In task mode, operations are triggered via tasks sent through the message broker. A shared storage folder must be mounted to /opt/audio (e.g. -v ~/data/audio:/opt/audio).

Worker arguments: file_path: str, with_metadata: bool

  • file_path: Location of the file within the shared folder
  • with_metadata: If True, word timestamps and confidence are computed

Response format is the same as the HTTP JSON response.

The celery tasks can be managed using LinTO Transcription service.

Punctuation Model (recasepunc)

If your model outputs lower-case text without punctuation, you can use a recasepunc model (version 0.4+) to add punctuation marks to final results.

L'image doit être buildée avec --build-arg EXTRA_DEPS=recasepunc.

Available models trained on Common Crawl:

Mount the model and set the PUNCTUATION_MODEL variable:

-v /path/to/fr.24000:/opt/models/fr.24000 -e PUNCTUATION_MODEL=/opt/models/fr.24000

Configuration

See ENV.md for a complete reference of all environment variables.

Engine Quick Configs

Nemo (French):

ARCHITECTURE=hybrid_bpe_rnnt
MODEL=linagora/linto_stt_fr_fastconformer

Kaldi (Vosk model):

MODEL_PATH=/path/to/vosk_model
MODEL_TYPE=vosk

Kyutai (requires a running moshi server):

KYUTAI_URL=ws://localhost:9002

Testing

Manual test

curl -X POST "http://localhost:8080/transcribe" \
  -H "accept: application/json" \
  -H "Content-Type: multipart/form-data" \
  -F "file=@tests/bonjour.wav;type=audio/wav"

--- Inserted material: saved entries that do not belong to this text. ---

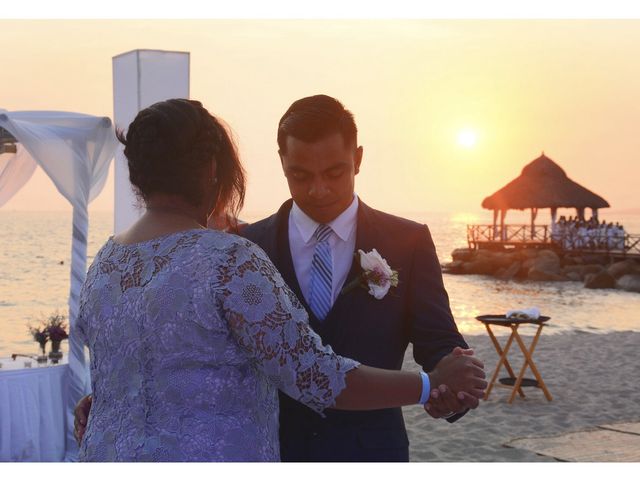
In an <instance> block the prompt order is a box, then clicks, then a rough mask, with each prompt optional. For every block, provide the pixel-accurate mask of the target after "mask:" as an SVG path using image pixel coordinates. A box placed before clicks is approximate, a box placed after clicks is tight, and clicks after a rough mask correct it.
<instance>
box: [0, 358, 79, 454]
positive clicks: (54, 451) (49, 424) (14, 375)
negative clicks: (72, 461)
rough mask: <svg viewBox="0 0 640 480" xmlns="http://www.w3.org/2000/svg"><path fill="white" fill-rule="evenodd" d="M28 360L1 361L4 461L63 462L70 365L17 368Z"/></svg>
mask: <svg viewBox="0 0 640 480" xmlns="http://www.w3.org/2000/svg"><path fill="white" fill-rule="evenodd" d="M24 361H25V360H24V359H20V358H18V359H17V360H16V361H15V362H14V361H12V360H11V359H10V358H9V359H7V358H2V359H0V363H2V367H0V461H2V462H59V461H62V460H63V459H64V455H65V426H66V421H67V418H66V415H67V413H66V409H65V401H66V395H67V382H68V376H69V366H68V365H67V364H61V365H58V366H46V367H38V364H37V362H36V361H35V360H33V361H32V365H33V366H32V368H21V369H16V368H15V367H16V366H17V365H20V364H23V365H24ZM26 361H27V362H29V359H27V360H26ZM64 361H66V355H65V359H64Z"/></svg>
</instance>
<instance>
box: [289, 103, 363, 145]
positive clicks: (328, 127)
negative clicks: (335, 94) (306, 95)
mask: <svg viewBox="0 0 640 480" xmlns="http://www.w3.org/2000/svg"><path fill="white" fill-rule="evenodd" d="M334 133H339V134H341V135H342V138H343V140H344V144H345V145H356V146H357V144H358V128H357V127H356V122H355V120H354V119H353V114H352V113H351V112H350V111H349V110H347V109H346V108H344V105H342V103H340V102H339V101H338V100H336V99H335V98H333V97H330V96H328V95H314V96H312V97H305V98H301V99H300V100H296V101H295V102H293V103H292V104H291V106H290V107H289V109H288V110H287V111H286V112H285V114H284V115H283V116H282V118H281V119H280V123H279V124H278V148H279V149H280V152H282V153H286V148H287V137H289V136H291V137H294V138H297V139H298V140H302V141H303V142H305V143H315V142H317V141H318V140H323V139H325V138H327V137H328V136H329V135H332V134H334Z"/></svg>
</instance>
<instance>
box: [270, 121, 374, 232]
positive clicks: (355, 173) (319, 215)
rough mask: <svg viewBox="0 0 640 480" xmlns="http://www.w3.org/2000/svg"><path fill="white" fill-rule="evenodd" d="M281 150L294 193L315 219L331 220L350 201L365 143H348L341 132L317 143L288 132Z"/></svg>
mask: <svg viewBox="0 0 640 480" xmlns="http://www.w3.org/2000/svg"><path fill="white" fill-rule="evenodd" d="M279 153H280V160H281V162H282V170H283V171H284V175H285V177H287V182H288V183H289V191H290V192H291V197H292V198H293V200H294V201H295V202H296V204H297V205H298V206H299V207H300V208H301V209H302V211H303V212H304V213H306V214H307V215H309V216H310V217H311V218H312V219H313V220H315V221H316V222H318V223H329V222H331V221H332V220H333V219H335V218H336V217H337V216H338V215H340V214H341V213H342V212H344V211H345V210H346V208H347V207H348V206H349V205H350V204H351V201H352V200H353V189H354V180H355V176H356V175H357V173H358V172H359V171H360V163H361V162H362V147H357V148H356V146H355V145H345V143H344V140H343V138H342V135H341V134H339V133H335V134H332V135H329V136H328V137H326V138H323V139H322V140H318V141H317V142H315V143H305V142H303V141H301V140H298V139H296V138H293V137H291V136H289V137H287V148H286V153H283V152H279Z"/></svg>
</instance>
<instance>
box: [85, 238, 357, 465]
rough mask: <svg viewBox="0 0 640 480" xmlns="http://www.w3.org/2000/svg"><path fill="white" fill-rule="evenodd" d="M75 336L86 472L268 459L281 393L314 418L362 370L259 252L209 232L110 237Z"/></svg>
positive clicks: (88, 274)
mask: <svg viewBox="0 0 640 480" xmlns="http://www.w3.org/2000/svg"><path fill="white" fill-rule="evenodd" d="M74 333H75V335H78V336H79V338H81V339H82V340H83V341H84V342H85V343H86V345H87V346H88V347H89V350H90V353H91V379H92V380H91V384H92V389H93V405H92V408H91V414H90V416H89V422H88V426H87V430H86V433H85V436H84V438H83V441H82V445H81V447H80V455H79V457H80V460H85V461H277V460H279V444H278V397H277V389H280V390H282V391H283V392H285V393H286V394H288V395H289V396H291V397H293V398H295V399H297V400H299V401H301V402H303V403H305V404H306V405H308V406H309V407H311V408H312V409H314V410H315V411H317V412H319V413H320V414H321V412H322V411H323V410H324V409H325V408H327V407H330V406H332V405H333V404H334V403H335V398H336V397H337V395H338V394H339V393H340V391H342V389H343V388H344V386H345V381H344V377H345V374H346V373H347V372H348V371H349V370H351V369H352V368H355V367H357V366H358V362H356V361H353V360H350V359H346V358H343V357H340V356H338V355H336V354H335V353H334V352H333V351H332V350H331V348H330V347H328V346H323V345H322V342H321V341H320V338H319V337H318V336H317V335H316V334H315V333H314V332H313V331H312V330H311V329H310V327H309V325H308V318H307V313H306V311H305V310H304V308H303V307H302V306H301V305H300V303H299V301H298V299H297V298H296V296H295V295H294V294H293V293H292V292H291V290H290V289H289V288H288V287H287V285H286V284H285V283H284V281H283V280H282V278H281V276H280V274H279V273H278V271H277V270H276V269H275V267H274V266H273V264H272V263H271V261H270V260H269V259H268V258H267V256H266V254H265V253H264V252H263V251H262V250H261V249H260V248H259V247H257V246H256V245H255V244H253V243H251V242H250V241H248V240H246V239H243V238H240V237H237V236H235V235H230V234H227V233H222V232H215V231H211V230H190V231H186V232H178V233H175V234H171V235H167V236H164V237H161V238H157V239H154V240H151V241H148V242H142V243H137V244H134V245H121V244H118V243H116V242H114V241H113V240H112V239H110V240H109V241H108V242H107V243H106V244H105V245H104V247H102V249H101V250H100V252H99V253H98V254H97V256H96V258H95V260H94V262H93V264H92V265H91V267H90V269H89V272H88V274H87V280H86V282H85V285H84V286H83V289H82V293H81V298H80V313H79V316H78V320H77V323H76V327H75V331H74Z"/></svg>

Automated test suite (pytest)

Install the engine you want to test along with the test extra:

uv sync --extra nemo --extra test

Example commands:

# All NeMo tests (UV only, no Docker)
uv run pytest -m nemo --uv-only

# Docker tests only
uv run pytest -m docker

# NeMo CPU, no Docker
uv run pytest test/test_nemo.py -m "not docker and not gpu"

# Whisper on GPU
uv run pytest -m whisper --device cuda

# Kaldi (requires model paths)
uv run pytest -m kaldi --kaldi-am-path /path/to/AM --kaldi-lm-path /path/to/LM

CLI options:

Option Description
--engine Only run tests for this engine (nemo, whisper, kaldi)
--device Target device: cpu (default) or cuda
--uv-only Only run UV-based tests (skip Docker)
--docker-only Only run Docker-based tests
--server-timeout Timeout in seconds for server startup (default: 600)
--kaldi-am-path Path to Kaldi acoustic model
--kaldi-lm-path Path to Kaldi language model

Markers:

Marker Description
nemo Engine NeMo
whisper Engine Whisper
kaldi Engine Kaldi
docker Tests that build and run a Docker container
uv Tests via UV subprocess
gpu Requires CUDA
slow Tests taking > 2 minutes

Examples

The examples/demo_streaming/ directory contains quick-and-dirty demo pages for testing WebSocket streaming transcription:

  • audioprocessor.html — uses the deprecated ScriptProcessor API
  • worklet.html — uses the modern AudioWorklet API (+ audio-processor.js)

Both pages accept a ?server=ws://host:port/streaming query parameter to point at your STT server.

To serve them locally:

cd examples/demo_streaming/
python3 -m http.server

Then open e.g. http://localhost:8000/worklet.html?server=ws://localhost:8080/streaming.

For production use, see WebVoiceSDK.

License

This project is licensed under AGPLv3 (see LICENSE).